Together, Varig and TAM will carry more than 29 million passengers with a combined fleet of 218 aircraft. The carriers -- which together control 70 percent of Brazil's domestic aviation market -- didn't release financial or management details of their new enterprise, or even its name. The deal is expected to be finalized within six months.
"With this agreement, the companies affirm their mutual interest in looking for a solution together that begins with the restructuring of Brazil's civil aviation sector," they said in a statement.
Daniel Mandelli Martin, president of TAM, told reporters that exactly how the companies will combine forces is still undefined.

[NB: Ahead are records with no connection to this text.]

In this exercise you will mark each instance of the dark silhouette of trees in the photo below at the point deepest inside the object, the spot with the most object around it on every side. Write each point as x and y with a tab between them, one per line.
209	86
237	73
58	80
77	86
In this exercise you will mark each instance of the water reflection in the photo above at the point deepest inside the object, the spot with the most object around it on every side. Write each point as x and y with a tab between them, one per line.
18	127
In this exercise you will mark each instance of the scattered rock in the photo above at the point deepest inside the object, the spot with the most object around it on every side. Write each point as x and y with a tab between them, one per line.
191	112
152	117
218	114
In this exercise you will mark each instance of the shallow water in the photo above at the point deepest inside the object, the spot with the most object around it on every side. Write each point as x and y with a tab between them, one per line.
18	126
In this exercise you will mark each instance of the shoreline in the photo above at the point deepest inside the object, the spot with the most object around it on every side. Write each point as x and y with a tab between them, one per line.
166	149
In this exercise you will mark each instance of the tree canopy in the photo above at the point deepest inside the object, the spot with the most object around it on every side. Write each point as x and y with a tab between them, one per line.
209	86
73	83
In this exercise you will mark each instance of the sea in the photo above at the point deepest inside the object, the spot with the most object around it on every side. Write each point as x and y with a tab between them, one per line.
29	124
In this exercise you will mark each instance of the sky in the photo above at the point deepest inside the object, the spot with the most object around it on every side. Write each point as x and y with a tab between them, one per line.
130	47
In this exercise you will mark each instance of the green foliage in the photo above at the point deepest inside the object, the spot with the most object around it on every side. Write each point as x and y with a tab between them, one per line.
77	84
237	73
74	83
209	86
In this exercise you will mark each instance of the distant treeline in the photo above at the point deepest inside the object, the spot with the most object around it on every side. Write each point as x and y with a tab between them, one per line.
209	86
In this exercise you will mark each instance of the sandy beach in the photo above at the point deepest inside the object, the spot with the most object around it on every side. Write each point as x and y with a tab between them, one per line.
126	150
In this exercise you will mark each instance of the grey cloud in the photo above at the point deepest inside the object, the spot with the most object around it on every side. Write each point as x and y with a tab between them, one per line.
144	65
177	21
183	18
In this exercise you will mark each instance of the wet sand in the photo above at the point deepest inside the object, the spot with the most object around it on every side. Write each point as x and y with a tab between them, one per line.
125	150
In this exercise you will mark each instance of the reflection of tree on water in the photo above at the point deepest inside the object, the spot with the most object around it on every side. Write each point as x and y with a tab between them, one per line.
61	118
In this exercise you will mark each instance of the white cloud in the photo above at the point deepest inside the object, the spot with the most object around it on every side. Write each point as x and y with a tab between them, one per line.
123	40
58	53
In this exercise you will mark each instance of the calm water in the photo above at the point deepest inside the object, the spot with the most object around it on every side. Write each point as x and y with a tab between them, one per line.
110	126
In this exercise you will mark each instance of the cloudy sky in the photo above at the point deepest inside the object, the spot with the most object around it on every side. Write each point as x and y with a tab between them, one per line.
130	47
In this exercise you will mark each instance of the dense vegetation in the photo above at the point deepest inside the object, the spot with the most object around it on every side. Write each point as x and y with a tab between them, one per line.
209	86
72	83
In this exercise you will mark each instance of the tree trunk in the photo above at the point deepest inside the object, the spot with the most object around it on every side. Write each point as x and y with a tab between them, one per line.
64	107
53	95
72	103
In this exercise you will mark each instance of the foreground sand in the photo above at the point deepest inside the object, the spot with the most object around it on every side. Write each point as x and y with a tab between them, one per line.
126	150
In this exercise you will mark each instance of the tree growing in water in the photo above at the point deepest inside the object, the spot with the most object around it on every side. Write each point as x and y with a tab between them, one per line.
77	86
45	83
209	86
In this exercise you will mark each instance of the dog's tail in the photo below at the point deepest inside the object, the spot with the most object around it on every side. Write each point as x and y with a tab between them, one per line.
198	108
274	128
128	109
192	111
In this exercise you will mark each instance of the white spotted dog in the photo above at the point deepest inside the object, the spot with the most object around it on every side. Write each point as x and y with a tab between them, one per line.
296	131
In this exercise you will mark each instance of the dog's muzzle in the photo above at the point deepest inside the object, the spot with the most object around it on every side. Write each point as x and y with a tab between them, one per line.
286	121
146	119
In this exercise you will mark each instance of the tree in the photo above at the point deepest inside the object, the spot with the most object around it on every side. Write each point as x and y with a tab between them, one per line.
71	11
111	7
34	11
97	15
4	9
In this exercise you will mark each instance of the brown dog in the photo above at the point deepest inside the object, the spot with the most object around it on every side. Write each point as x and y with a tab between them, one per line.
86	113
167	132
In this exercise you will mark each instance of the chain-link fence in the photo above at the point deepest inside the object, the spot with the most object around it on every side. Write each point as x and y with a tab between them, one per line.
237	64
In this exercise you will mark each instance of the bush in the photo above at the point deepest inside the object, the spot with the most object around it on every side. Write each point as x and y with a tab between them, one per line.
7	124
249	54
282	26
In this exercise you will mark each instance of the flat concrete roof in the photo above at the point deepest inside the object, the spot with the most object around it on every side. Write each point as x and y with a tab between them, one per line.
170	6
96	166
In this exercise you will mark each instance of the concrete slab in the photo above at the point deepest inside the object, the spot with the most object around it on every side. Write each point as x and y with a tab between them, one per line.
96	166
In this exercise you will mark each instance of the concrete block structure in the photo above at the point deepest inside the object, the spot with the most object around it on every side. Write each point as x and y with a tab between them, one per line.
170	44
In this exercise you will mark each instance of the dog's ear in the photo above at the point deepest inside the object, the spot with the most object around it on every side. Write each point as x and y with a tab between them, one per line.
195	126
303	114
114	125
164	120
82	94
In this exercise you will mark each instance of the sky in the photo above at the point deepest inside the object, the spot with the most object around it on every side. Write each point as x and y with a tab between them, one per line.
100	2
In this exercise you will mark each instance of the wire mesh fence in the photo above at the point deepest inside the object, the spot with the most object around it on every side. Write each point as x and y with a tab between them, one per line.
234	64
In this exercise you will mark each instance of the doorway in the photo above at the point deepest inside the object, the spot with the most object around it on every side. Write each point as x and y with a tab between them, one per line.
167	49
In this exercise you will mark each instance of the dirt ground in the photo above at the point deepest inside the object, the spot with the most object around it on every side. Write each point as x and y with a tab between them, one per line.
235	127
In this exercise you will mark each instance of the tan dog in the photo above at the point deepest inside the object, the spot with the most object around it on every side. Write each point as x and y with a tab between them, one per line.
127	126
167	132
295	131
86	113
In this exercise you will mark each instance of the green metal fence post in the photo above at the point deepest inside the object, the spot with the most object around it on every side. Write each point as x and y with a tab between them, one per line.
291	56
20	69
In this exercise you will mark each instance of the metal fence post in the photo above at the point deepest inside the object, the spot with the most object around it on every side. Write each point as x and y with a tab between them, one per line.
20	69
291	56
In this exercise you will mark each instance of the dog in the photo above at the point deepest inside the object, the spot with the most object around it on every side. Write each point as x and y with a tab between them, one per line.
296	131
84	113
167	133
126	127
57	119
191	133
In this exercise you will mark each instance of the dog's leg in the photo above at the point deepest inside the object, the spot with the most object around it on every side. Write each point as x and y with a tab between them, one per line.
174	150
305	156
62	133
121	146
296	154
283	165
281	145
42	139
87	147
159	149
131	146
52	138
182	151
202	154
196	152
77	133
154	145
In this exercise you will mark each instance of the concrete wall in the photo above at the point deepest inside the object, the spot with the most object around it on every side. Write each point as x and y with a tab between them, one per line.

"The important thing is that we began the process, and this process will mean better operations for both companies," he said.
It was just last week that Varig -- saddled with $764 million in debt -- had one of its biggest jets impounded in Paris for failure to make lease payments.
It has been rumored for months to be seeking a deal with TAM and has made strenuous efforts to win a government bail-out.
Earlier this month, the privately owned Varig was asked by regulators to restate its financial results for 2001 and the first half of 2002 after $400 million in accounting irregularities were discovered.
Some $250 million was found to have been incorrectly classified as tax credits that the government reserves for new businesses, and $150 million in pension fund liabilities were reported incorrectly, regulators say.
The new figures regulators have asked Varig to report could push losses for the first half of 2002 from $288 million up to $556 million, analysts say.
"This may actually be a negative for TAM, since Varig is really on the verge of bankruptcy," Miller said. "It could bring both of them down at the same time."
Marcelo Ribeiro, an analyst with Rio de Janeiro-based Pentagon brokerage house, agreed that this deal alone probably won't save the companies.
"They will reduce costs, but it will not solve the problems of the capital structure of the companies," he said. "They need to improve their balance sheets. They will need an equity infusion."
Flavio Souza, the president of Apvar, the pilot's union at Varig, said he was confident Thursday's action indicated the companies will become one.
"It looks much more like an acquisition," Souza said. "Every acquisition usually starts like an operational merger."
"If you look at Varig's debts and the financial status of the airline, you'll probably come to a conclusion that this will lead much more to an acquisition than an operational merger."
One hurdle is Brazilian legislation that prohibits an airline from holding more than 50 percent of the domestic market.
But the fact that there were several government representatives on hand for Thursday's announcement indicated to Miller that a behind-the-scenes deal might be afoot.
"That leads me to believe that (the government) has already been apprised of this, which also could be troubling. There could be some moves made that may not be healthy," Miller said.
Ribeiro said that the managing structure of the airlines might make a full merger difficult.
"The controllers have very different views," he said. "I also believe that Varig and TAM have a deep-rooted desire to keep operating independently."
More than 80 percent of Varig's stock is held by the employee-controlled Ruben Berta Foundation, which has come under fire for its mishandling of the company.
In November the foundation rejected a debt-renegotiation deal that would have given Varig breathing room on its debts. That sparked the resignation of the entire board of directors.
Airlines in Brazil have been severely hurt by the 35 percent depreciation in the local currency. While earning revenues in local currency, airlines must pay for fuel and jet leases in dollars.
Trading in both Varig and TAM's shares was suspended on the Sao Paulo stock exchange Thursday, pending the announcement.